そのニュースになってる寺のように、仏像・宝物系、全て売り渡したそうです。。
戦前のことなので、社会的問題にはならなかったようですが。

もし僧侶の妻帯を禁じてしまったら、僧侶志望の若者が減ってしまいますよ。
ただでさえ少子化なのに、志望者まで減ったら全国の田舎の寺は消滅するんじゃないですか。
そうしたら村・町コミュニティにおける寺の役割や歴史、文化も消滅するわけで・・・。
あ、衆道文化は復活しますね。

イシハマ | URL | 2007/01/20(土) 20:31 [EDIT]
>eichan
それで跡継ぎがなくなってしょうめつする寺はそれにまかせた方がいいと思う。
本当に人に必要とされるお寺は残る。
お墓はと心配する必要はありません。
少子化と一極集中で、墓を守るなんて思想は速やかになくなりつつありますから。

興瑞、 | URL | 2007/01/21(日) 16:48 [EDIT]
ご無沙汰しております!

私の知る限り、僧侶志望の道心ある若者はけっこういます。
それに反して、後継者不足という割りに、後継者を募集する寺院は聞いたことがありません。
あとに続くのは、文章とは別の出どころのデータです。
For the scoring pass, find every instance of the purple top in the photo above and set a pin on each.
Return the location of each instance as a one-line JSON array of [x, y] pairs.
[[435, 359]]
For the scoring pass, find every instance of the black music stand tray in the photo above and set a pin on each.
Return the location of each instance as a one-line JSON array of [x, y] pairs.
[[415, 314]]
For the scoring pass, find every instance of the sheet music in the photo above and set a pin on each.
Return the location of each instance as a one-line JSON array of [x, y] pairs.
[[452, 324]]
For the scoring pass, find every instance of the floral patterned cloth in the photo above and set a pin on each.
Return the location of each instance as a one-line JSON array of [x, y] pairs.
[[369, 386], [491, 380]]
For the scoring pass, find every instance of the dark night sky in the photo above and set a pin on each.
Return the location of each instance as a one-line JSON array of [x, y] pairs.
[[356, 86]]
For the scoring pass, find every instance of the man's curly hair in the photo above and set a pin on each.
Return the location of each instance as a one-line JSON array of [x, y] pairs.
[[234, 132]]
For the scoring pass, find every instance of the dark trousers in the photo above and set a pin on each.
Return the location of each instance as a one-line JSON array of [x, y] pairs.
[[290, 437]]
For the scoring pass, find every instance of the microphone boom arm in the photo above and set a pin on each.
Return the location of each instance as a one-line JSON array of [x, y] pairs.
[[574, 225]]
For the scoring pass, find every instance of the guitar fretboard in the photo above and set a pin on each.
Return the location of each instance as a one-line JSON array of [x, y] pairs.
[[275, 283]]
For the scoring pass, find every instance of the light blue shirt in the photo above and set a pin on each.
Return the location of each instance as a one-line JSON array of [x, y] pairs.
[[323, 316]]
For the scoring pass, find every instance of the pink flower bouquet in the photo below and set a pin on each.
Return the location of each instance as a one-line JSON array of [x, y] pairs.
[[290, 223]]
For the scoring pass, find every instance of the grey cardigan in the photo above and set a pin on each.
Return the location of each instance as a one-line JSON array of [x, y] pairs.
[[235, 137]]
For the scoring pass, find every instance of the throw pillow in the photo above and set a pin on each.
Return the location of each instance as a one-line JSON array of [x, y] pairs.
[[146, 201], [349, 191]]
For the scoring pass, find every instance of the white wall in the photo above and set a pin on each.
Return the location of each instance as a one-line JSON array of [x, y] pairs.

最初から親戚縁者以外は後継者の候補に入ってないんでしょうね。

イシハマ | URL | 2007/01/21(日) 20:52 [EDIT]
>興瑞さん
そうなんですよねー。住職の地位、公募制にしたら結構おうぼあると思いますよ。まともな人ももちろんのこと、食えない芸術家とか、カルトオタクのニートとかひきこもりとか(そりゃまずいだろ)。